Sunday, April 06, 2008

Revolver


I don't have a paragraph worth of back story on this movie, the director or any of the actors, so I will just jump in with this one

Jake Green(Jason Statham) has spent seven years in jail, for some unknown crime, between a con man in the cell on one side and a chess master on the other. Back on the street, he walks into a casino run by his old enemy Macha(Ray Liotta) and wins a fortune at the table. Did he cheat, or what? I dunno. I don't even know what game they were playing. Macha soon sics some hit men on Green . Then two mysterious strangers Zach )Vincent Pastor and Avi(Andre Benjamin) materialize in Statham's life at just such moments when they are in a position to save it. Who, oh who, could these two men, one of whom plays chess, possibly be? They tell Green he is dying but they can help him if he gives them all of the money he has. They lend it out to needy people, well they are loan sharks and they make Jake a member of their crew. Macha has a bunch of drugs stolen that belonged to the main mob boss and he suspects Green and the Asian gang (yes, the Asian gang)so he sics even more men on Green. Green is often in his own head with an inner monologue trying to figure out what is going on, remembering the rules of cons he learned in Prison and for some reason he must repeat them over and over again.

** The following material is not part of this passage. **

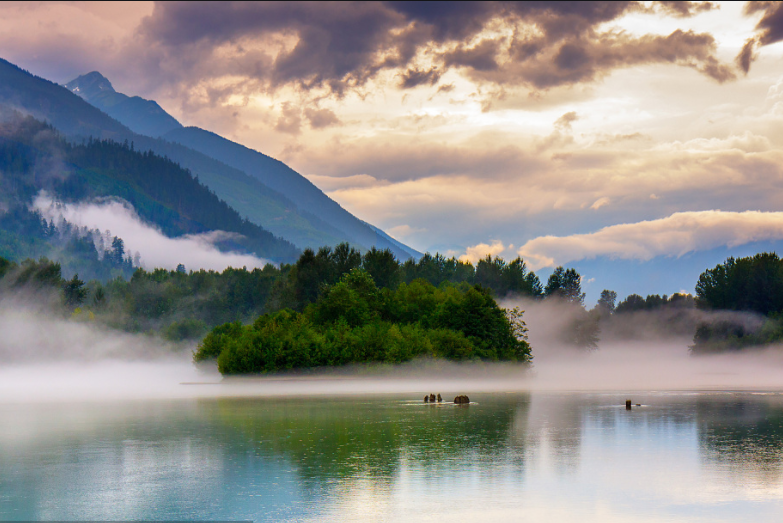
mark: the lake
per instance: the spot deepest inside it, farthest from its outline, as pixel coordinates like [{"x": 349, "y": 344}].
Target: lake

At the beginning of the film a bunch of pseudo-Proverbs flash on the screen; most are about chess and cons. I am not sure why, but I guess they are meant to set up that we are watching a puzzle film and it will require all of our intelligence to figure it out. It doesn't require that much intelligence if you have a lot and it probably requires a lot if you don't have a lot. Trapped inside a bad script, a truly horrid and needless animation scene is a movie about ego. The inner voice Jake hears is his own ego prodding him to believe he can figure anything out. His ego has trapped him and the two mysterious men are there to help "free" him from that trap. They act as the Id, if you will. Yes, Freud does come up every so often in the movie. One could go as far as to say that the two men were only in Green's head, but since they did kill people, I can not fully buy that theory. But, beyond the pretentious philosophising is a fairly good movie.

Jason Statham is not a great actor, but he does this kind of stoic crazy thing well. Guy Ritchie (the director) doesn't trust any of the actors though. He is needlessly trying trick shots, weird colors, that animation sequence and some truly bizarre editing, although the editing of the scene where the hit man is in the apartment complex is excellent. Ray Liotta plays his character too true to what a real mob boss would be, which is cool, but I think he needed to be more over the top to match what Ritchie was doing in terms of sticking Liotta in a giant tanning room with speedo underwear and only speedo underwear. I didn't know what to expect going in and what I got was this movie that was trying to be bigger, badder and better than it actually is. The theme of controlling one's ego gets lost in all of the unnecessary flashbacks and flash forwards. The crazy editing, noisy soundtrack, random subtitles and constant voice overs repeating the rules of a con keep Revolver from being a totally fun movie.